Quantitative pharmacology or pharmacokinetic pharmacodynamic integration should be a vital component in integrative pharmacology.

Pharmacodynamics (PD) examines the relationship between drug concentration and onset, intensity, and duration of the pharmacological effect. Pharmacokinetics (PK) is the science of the time course of drugs in the organism. The quantitative pharmacological approach focuses on concentration-response and response-time relationships, with special emphasis on the proposed impact of the drug on the disease. The review aims to raise awareness among pharmacologists with regard to why pharmacokinetic-pharmacodynamic (PKPD) integration is essential in basic pharmacology research to improve interpretation of data. Quantitative pharmacology is vital in drug discovery for target validation, optimizing the development of lead compounds, and scaling compounds to humans and has become mandatory for regulatory bodies. However, its use is still comparatively rare in experimental pharmacology, and its absence diminishes the interpretative value of published experimental data and can allow the presentation of misleading information.

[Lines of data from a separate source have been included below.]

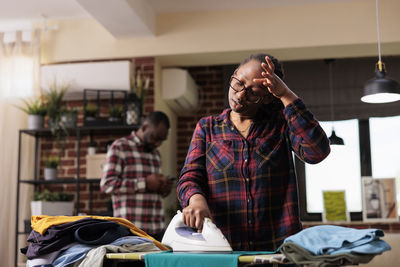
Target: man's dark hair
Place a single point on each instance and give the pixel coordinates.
(157, 117)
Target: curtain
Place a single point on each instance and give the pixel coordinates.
(19, 78)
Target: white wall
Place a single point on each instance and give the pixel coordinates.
(342, 29)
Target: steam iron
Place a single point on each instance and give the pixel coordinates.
(182, 238)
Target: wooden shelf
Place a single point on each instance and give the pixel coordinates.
(61, 181)
(84, 130)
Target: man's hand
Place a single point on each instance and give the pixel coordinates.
(165, 188)
(194, 214)
(154, 182)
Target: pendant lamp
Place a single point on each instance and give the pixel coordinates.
(380, 89)
(333, 139)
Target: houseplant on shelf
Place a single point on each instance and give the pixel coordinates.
(69, 117)
(136, 97)
(50, 171)
(36, 110)
(115, 113)
(52, 203)
(90, 112)
(53, 98)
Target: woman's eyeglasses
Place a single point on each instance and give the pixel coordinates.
(253, 94)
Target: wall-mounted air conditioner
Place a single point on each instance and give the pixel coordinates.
(179, 90)
(105, 75)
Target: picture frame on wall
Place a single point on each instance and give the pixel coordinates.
(335, 209)
(379, 199)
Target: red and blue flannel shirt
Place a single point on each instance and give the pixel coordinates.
(250, 183)
(127, 165)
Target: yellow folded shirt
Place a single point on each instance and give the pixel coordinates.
(42, 222)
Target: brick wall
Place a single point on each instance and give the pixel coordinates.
(68, 168)
(211, 90)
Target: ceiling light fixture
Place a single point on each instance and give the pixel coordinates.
(380, 89)
(333, 139)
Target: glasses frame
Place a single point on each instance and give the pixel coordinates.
(245, 89)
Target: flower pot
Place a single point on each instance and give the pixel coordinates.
(35, 122)
(52, 208)
(50, 173)
(69, 120)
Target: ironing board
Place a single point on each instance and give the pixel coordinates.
(262, 258)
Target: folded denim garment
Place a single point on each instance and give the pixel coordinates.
(331, 240)
(100, 233)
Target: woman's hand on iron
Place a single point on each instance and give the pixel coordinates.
(193, 215)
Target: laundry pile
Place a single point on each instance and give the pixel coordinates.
(329, 245)
(83, 240)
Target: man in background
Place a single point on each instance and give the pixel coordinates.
(132, 175)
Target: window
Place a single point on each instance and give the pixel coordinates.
(385, 146)
(339, 171)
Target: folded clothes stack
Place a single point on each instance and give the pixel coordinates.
(83, 240)
(329, 245)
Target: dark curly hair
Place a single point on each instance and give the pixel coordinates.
(276, 104)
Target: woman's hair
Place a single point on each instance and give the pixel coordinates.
(261, 58)
(276, 104)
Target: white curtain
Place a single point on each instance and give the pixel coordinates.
(19, 78)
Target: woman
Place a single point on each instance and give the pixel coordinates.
(239, 169)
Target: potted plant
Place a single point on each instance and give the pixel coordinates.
(115, 112)
(50, 171)
(136, 97)
(36, 110)
(53, 97)
(52, 203)
(69, 117)
(90, 112)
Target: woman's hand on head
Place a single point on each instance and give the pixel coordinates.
(193, 215)
(273, 83)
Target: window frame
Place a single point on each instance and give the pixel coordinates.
(366, 170)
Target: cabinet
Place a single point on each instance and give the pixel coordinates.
(77, 132)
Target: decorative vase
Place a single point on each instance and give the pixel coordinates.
(35, 122)
(50, 173)
(133, 109)
(69, 120)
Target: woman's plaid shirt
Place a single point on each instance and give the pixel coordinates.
(127, 165)
(250, 183)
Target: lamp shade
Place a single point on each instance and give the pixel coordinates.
(381, 89)
(335, 140)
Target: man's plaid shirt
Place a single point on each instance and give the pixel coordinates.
(127, 165)
(250, 183)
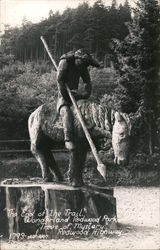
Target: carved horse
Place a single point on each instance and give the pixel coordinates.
(45, 130)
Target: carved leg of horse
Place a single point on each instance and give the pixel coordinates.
(77, 160)
(41, 158)
(52, 165)
(47, 163)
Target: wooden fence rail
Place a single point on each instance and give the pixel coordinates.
(16, 147)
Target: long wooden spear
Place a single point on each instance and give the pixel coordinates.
(100, 166)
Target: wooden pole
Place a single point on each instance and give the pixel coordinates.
(100, 166)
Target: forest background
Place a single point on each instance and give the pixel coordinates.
(125, 41)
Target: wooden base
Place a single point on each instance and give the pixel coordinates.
(56, 211)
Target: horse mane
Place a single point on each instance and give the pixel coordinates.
(95, 114)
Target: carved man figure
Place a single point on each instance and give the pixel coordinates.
(72, 66)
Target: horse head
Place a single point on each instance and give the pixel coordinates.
(120, 138)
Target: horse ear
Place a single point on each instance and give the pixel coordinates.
(127, 120)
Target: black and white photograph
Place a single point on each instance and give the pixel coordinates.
(79, 124)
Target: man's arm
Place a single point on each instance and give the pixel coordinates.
(61, 78)
(87, 82)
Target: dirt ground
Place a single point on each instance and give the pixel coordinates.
(138, 211)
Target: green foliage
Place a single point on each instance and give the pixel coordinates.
(90, 27)
(21, 95)
(137, 63)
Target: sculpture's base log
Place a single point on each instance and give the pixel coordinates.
(46, 211)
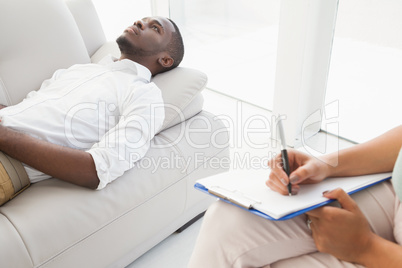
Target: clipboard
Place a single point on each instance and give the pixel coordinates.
(240, 193)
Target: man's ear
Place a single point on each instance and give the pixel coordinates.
(166, 61)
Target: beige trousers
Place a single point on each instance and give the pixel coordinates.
(233, 237)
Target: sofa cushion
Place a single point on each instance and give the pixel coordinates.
(181, 88)
(43, 39)
(88, 23)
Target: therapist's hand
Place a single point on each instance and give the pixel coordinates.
(304, 169)
(342, 232)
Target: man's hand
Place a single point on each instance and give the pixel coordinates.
(61, 162)
(304, 169)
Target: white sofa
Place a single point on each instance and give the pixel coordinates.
(57, 224)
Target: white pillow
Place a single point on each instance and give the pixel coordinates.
(181, 88)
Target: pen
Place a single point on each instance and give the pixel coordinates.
(284, 154)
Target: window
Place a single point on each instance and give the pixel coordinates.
(233, 42)
(365, 76)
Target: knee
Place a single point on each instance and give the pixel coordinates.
(223, 218)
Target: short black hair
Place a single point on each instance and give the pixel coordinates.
(176, 47)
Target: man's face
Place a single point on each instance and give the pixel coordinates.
(146, 37)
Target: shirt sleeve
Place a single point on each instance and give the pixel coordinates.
(142, 115)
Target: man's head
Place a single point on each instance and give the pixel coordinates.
(154, 42)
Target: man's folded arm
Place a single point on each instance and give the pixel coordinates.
(61, 162)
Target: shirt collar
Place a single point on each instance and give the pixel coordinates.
(136, 68)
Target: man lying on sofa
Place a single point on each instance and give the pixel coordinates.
(85, 124)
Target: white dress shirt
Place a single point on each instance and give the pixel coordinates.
(110, 110)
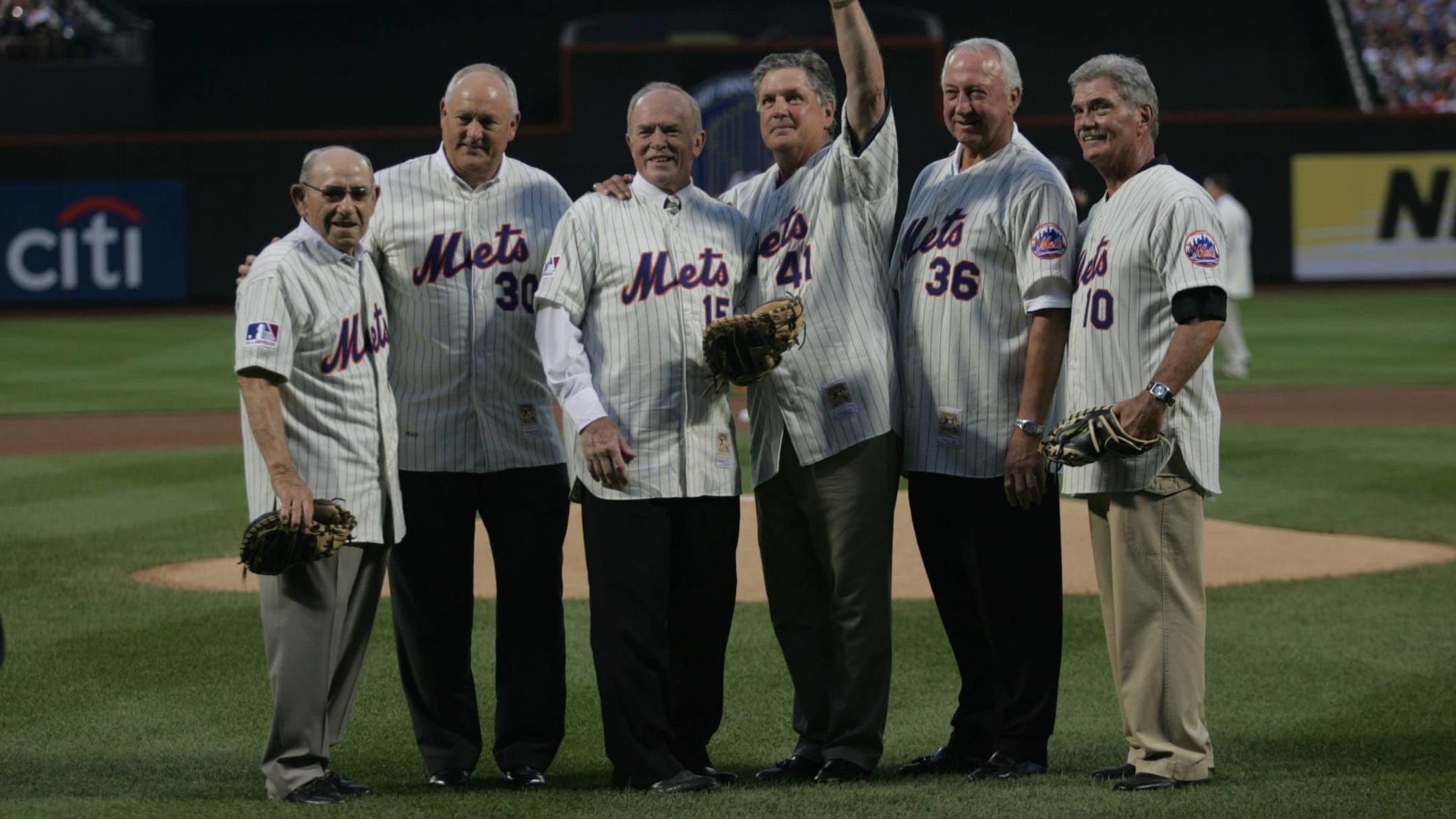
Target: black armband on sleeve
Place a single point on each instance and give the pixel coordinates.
(1203, 303)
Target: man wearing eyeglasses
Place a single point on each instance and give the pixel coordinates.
(460, 238)
(312, 352)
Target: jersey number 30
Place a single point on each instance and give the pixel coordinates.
(516, 293)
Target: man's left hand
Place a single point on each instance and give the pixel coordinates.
(1025, 471)
(1141, 416)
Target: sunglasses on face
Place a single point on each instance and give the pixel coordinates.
(337, 193)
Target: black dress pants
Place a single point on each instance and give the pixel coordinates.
(996, 576)
(663, 583)
(431, 578)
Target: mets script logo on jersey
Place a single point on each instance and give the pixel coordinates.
(947, 235)
(443, 251)
(1200, 249)
(1049, 242)
(261, 334)
(654, 276)
(353, 344)
(1091, 268)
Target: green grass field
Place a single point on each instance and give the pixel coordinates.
(1325, 697)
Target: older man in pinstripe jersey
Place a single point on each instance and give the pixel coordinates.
(459, 239)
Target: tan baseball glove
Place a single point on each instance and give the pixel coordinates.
(1087, 436)
(270, 545)
(743, 348)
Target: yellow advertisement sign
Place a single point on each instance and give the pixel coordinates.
(1375, 216)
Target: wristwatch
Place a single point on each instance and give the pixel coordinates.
(1030, 427)
(1161, 392)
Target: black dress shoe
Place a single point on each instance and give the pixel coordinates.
(791, 768)
(1153, 781)
(838, 771)
(1114, 771)
(347, 787)
(724, 777)
(684, 781)
(1006, 767)
(524, 777)
(317, 790)
(450, 779)
(944, 761)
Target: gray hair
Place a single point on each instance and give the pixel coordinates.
(1009, 70)
(814, 67)
(692, 104)
(498, 72)
(313, 156)
(1129, 78)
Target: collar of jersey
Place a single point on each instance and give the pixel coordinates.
(956, 155)
(651, 193)
(316, 244)
(443, 164)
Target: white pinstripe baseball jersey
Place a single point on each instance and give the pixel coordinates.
(826, 235)
(460, 267)
(979, 251)
(1238, 266)
(315, 317)
(1157, 237)
(642, 286)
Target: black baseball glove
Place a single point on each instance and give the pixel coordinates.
(744, 348)
(270, 545)
(1087, 436)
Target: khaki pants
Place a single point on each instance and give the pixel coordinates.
(316, 624)
(826, 535)
(1148, 548)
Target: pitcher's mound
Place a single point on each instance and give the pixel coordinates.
(1236, 553)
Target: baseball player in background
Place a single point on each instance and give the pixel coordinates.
(824, 454)
(983, 273)
(1148, 308)
(626, 293)
(311, 353)
(459, 239)
(1238, 273)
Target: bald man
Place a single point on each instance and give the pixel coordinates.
(312, 353)
(459, 239)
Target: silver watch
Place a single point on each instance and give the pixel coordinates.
(1161, 392)
(1030, 427)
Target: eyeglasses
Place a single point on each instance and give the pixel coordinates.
(337, 193)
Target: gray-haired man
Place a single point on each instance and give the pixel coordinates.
(983, 272)
(1148, 308)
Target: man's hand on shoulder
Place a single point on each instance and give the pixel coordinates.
(248, 264)
(617, 187)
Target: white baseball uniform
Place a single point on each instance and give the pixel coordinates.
(826, 235)
(1157, 237)
(979, 251)
(315, 317)
(466, 372)
(637, 286)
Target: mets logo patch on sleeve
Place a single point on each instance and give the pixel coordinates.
(1200, 249)
(1048, 241)
(261, 334)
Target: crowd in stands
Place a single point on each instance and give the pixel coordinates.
(51, 30)
(1408, 49)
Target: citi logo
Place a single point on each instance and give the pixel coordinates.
(95, 237)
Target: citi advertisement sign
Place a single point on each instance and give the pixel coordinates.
(71, 242)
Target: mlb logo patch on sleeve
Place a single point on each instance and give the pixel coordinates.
(261, 334)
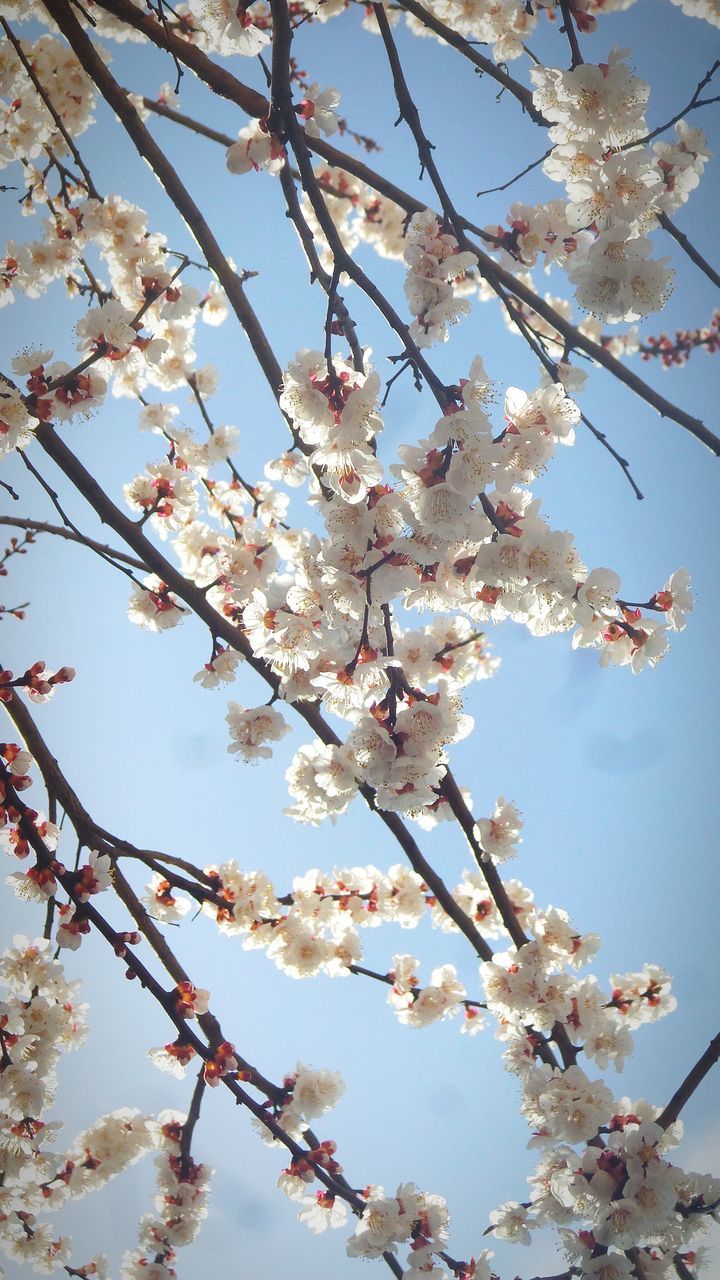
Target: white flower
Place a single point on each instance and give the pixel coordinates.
(250, 730)
(318, 110)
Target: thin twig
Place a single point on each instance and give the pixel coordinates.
(529, 168)
(72, 535)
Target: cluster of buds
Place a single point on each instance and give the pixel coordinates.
(39, 681)
(190, 1001)
(223, 1063)
(677, 351)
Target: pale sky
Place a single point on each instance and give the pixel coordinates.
(614, 773)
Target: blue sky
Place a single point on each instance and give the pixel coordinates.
(615, 775)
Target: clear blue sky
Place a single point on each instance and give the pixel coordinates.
(615, 775)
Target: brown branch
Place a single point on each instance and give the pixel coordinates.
(282, 122)
(623, 462)
(686, 243)
(484, 64)
(42, 94)
(72, 535)
(227, 86)
(692, 105)
(695, 1077)
(191, 1120)
(488, 191)
(167, 176)
(568, 27)
(196, 600)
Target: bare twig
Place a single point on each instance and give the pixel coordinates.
(695, 1077)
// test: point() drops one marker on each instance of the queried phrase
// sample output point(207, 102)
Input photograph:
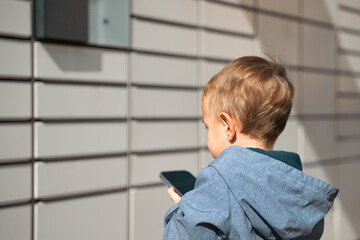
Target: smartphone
point(182, 181)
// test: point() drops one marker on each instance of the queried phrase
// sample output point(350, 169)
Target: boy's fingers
point(173, 195)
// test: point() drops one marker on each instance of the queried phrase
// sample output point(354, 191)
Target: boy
point(249, 191)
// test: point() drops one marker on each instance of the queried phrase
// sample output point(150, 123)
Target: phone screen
point(183, 181)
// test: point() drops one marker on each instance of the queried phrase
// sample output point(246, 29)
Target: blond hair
point(254, 91)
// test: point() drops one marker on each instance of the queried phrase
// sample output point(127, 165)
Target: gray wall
point(84, 131)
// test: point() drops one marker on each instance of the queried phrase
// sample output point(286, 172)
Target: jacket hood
point(279, 200)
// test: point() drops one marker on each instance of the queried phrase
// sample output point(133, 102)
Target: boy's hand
point(173, 195)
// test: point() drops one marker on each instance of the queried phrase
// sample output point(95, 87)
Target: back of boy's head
point(254, 91)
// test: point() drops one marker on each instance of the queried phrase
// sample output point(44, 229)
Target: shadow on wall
point(317, 49)
point(92, 59)
point(314, 47)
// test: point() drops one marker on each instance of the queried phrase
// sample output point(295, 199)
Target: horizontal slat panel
point(164, 103)
point(323, 11)
point(348, 127)
point(170, 10)
point(148, 221)
point(100, 217)
point(15, 58)
point(148, 136)
point(58, 100)
point(15, 100)
point(349, 20)
point(146, 169)
point(279, 37)
point(348, 84)
point(287, 140)
point(15, 17)
point(281, 6)
point(241, 2)
point(80, 176)
point(349, 63)
point(15, 223)
point(312, 101)
point(15, 141)
point(158, 70)
point(231, 46)
point(228, 18)
point(349, 105)
point(164, 38)
point(62, 62)
point(319, 47)
point(349, 41)
point(15, 183)
point(319, 140)
point(209, 69)
point(58, 139)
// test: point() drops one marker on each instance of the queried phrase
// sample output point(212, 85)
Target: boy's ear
point(229, 125)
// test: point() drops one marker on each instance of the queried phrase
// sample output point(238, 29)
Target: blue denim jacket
point(247, 195)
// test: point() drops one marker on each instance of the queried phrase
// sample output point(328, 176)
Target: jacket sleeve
point(203, 213)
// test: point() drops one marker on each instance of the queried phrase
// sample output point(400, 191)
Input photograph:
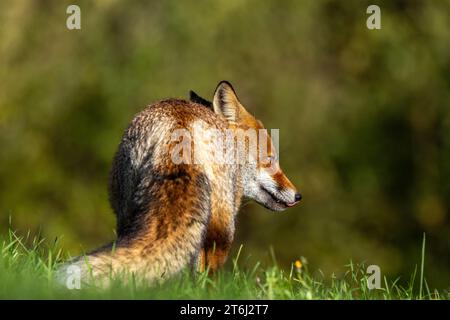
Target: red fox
point(175, 214)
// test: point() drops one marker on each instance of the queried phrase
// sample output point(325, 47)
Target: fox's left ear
point(226, 102)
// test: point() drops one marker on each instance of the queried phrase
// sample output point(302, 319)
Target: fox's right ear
point(226, 102)
point(197, 99)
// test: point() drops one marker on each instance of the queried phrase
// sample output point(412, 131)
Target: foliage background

A primary requirement for PKPD integration is establishing the inter-relationships between in vitro and in vivo PK and PD properties and extrapolation to the known or possible future clinical use of a compound. This review examines the use of PKPD in experimental pharmacology by reviewing drug exposure measurements, plasma protein binding, exposure-effect relationships, and the measurement of active metabolites. It examines the significance of dosing schedules, the importance of target engagement, and problems in examining time-response relationships. It shows how quantitative pharmacology adds significant value to study design and examines why ignoring pharmacokinetics can lead to misleading results and conclusions. Finally, a guide list of points to be considered when performing studies is provided.